Interventions targeting adaptations for one cultural group were four times more effective than adaptations provided to mixed cultural groups. Research by Wang and colleagues (Wang, 2008) shows that cultural adaption of existing evidence-based interventions that maintains the core elements of the intervention while fitting the needs of a different cultural context, is an effective approach (Wang, 2008). While it is more typical to think of cultural adaptations in the context of ethnicity, race, nationality, language, or culture, the same need for adaptation exists for interventions that target neurodiversity such as autism or ADHD (Dickson, et al., 2021). Lee and colleagues (2022) developed a Cultural Adaptation Checklist that provides a helpful framework for outlining and measuring the key elements that are necessary when making cultural adaptations to an existing intervention. These include:
1. language that is translated for both meaning and understanding, with a feedback loop from consumers
2. involving key stakeholders in the creation process
3. content adapted for cultural significance, appropriate metaphors, and examples
4. goals aligned with cultural values, methods, and context
5. process to provide continued discussion and feedback loops that align the goals and needs of the community with those of the programme developers
This checklist provides a tool to guide the development of culturally relevant evidence-based programmes and to measure the extent to which existing programmes address important cultural elements.
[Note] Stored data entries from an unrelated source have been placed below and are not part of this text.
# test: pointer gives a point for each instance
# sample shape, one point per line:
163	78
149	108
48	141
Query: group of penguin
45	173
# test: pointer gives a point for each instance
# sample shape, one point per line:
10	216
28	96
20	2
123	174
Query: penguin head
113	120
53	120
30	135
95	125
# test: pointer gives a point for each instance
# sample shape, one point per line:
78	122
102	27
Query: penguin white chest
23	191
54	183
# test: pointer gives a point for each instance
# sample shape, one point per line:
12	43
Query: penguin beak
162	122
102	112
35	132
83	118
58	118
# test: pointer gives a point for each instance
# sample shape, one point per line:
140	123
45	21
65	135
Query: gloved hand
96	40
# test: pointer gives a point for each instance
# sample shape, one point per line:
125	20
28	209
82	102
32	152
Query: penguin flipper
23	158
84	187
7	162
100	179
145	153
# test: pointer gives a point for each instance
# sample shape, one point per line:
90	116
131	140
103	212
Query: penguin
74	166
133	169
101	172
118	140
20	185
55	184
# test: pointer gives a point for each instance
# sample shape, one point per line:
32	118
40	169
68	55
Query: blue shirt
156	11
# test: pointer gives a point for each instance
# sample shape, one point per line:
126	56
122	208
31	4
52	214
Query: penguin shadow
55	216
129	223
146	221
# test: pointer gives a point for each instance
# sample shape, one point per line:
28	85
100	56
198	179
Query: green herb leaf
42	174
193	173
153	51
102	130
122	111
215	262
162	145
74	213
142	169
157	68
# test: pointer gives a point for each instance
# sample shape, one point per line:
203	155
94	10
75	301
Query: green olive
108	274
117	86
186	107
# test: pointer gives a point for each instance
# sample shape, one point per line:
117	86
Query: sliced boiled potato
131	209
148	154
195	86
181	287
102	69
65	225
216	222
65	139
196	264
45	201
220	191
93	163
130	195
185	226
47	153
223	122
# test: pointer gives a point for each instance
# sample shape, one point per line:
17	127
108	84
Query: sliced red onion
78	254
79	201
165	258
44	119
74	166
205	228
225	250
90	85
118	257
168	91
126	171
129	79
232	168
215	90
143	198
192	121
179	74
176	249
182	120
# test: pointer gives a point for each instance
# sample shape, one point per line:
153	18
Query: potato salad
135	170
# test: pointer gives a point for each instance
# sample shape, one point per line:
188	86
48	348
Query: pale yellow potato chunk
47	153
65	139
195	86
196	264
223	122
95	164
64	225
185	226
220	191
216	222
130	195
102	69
invest in play and the Six Bricks for Kids model
The development of the invest in play (iiP) parent intervention is informed by the above research in programme theory, content, cultural relevance, and delivery format. The core parent programme includes the same key content and theoretical background that has been found to be effective across prior research studies. These key content areas are represented in the Six Bricks for Kids model below.
The program is structured to include home practice feedback, standardised videos that represent parents own language and cultural setting, parent practice, interactive teaching, and parent discussion. Therapists use motivational interviewing strategies to assess family’s individual goals, beliefs, cultural identity, and attributions about their child’s behaviour. The intervention is delivered in group format to strengthen support systems for families but provides flexibility to deliver sessions to individual families in some contexts. Additional modules will be used alongside the core program to address other child or family characteristics, for example: ADHD, autism, anxiety, or family involvement in the child welfare system.
To provide a culturally relevant programme across diverse audiences, invest in play co-creates cultural adaptations of the core parent programme with communities who wish to adopt the programme. These adaptations are created in response to community need and may be based on language, nationality, racial, ethnic, and cultural context. The same co-creation process is used to develop supplementary modules for neurodiverse audiences such as autistic people or people with ADHD. Each culturally relevant version of the programme will be made available to all users. This allows providers who work with diverse clients to provide culturally relevant intervention to a broader range of families.